One of the country's official Twitter accounts, controlled by a different citizen each week, said: "Nothing has happened here in Sweden. There has not [been] any terrorist attacks here. At all."

However, despite widespread debunking of his claims, it has since emerged a largely underreported attack did, in fact, occur last month.

Three suspected neo-Nazis were arrested in January after a Gothenburg Asylum centre became the target of a homemade bomb attack, leaving one person seriously injured.

Security services said all three suspects had previously been members of the Nordic Resistance Movement (NMR), a group that openly promotes racist and anti-Semitic views and has vocally opposed non-white immigration to the country.

The Swedish intelligence service Säpo said the incident on 5 January, which was also linked to two others in Gothenburg in recent months, appeared to be politically motivated.

The NMR was set up in 1997 by former members of the White Aryan Resistance and employees of Folktribunen, a neo-National socialist magazine. The group is considered as the figurehead for Sweden’s white power movement.

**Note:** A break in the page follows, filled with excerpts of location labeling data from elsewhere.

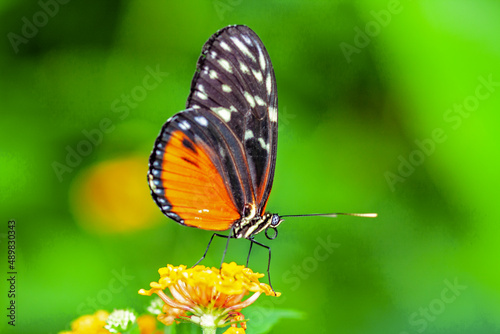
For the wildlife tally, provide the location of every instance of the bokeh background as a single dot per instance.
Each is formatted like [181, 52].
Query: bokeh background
[385, 106]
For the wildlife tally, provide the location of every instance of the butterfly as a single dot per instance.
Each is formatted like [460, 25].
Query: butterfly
[212, 166]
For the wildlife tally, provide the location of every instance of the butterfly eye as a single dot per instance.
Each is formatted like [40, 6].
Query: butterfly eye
[249, 211]
[275, 220]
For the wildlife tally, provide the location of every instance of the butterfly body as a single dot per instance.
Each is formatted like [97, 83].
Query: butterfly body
[212, 166]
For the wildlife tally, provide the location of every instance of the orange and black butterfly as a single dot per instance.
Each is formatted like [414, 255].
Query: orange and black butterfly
[212, 166]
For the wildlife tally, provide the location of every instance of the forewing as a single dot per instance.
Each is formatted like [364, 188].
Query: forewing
[235, 82]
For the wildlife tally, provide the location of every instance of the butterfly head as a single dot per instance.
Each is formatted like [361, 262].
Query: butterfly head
[248, 228]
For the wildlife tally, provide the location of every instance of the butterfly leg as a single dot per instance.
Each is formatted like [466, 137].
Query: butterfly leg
[268, 262]
[249, 251]
[208, 246]
[225, 249]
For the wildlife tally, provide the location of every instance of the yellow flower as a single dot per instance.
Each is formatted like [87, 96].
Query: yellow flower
[89, 324]
[207, 296]
[97, 322]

Sweden took in more refugees per capita than any other European country in 2016, which Mr Trump cited in his speech as creating problems "they never thought possible."

The former real-estate mogul focused on migration in Europe and linked it to terror attacks in Brussels, Nice and Paris - before adding Sweden to the list.

“We've got to keep our country safe. You look at what's happening in Germany, you look at what's happening last night in Sweden,” he told supporters in Melbourne.

“Who would believe this? Sweden! They took in large numbers, they’re having problems like they never thought possible.”

It came as a 2016 report found immigration had helped fuel Sweden's biggest economic boom in five years.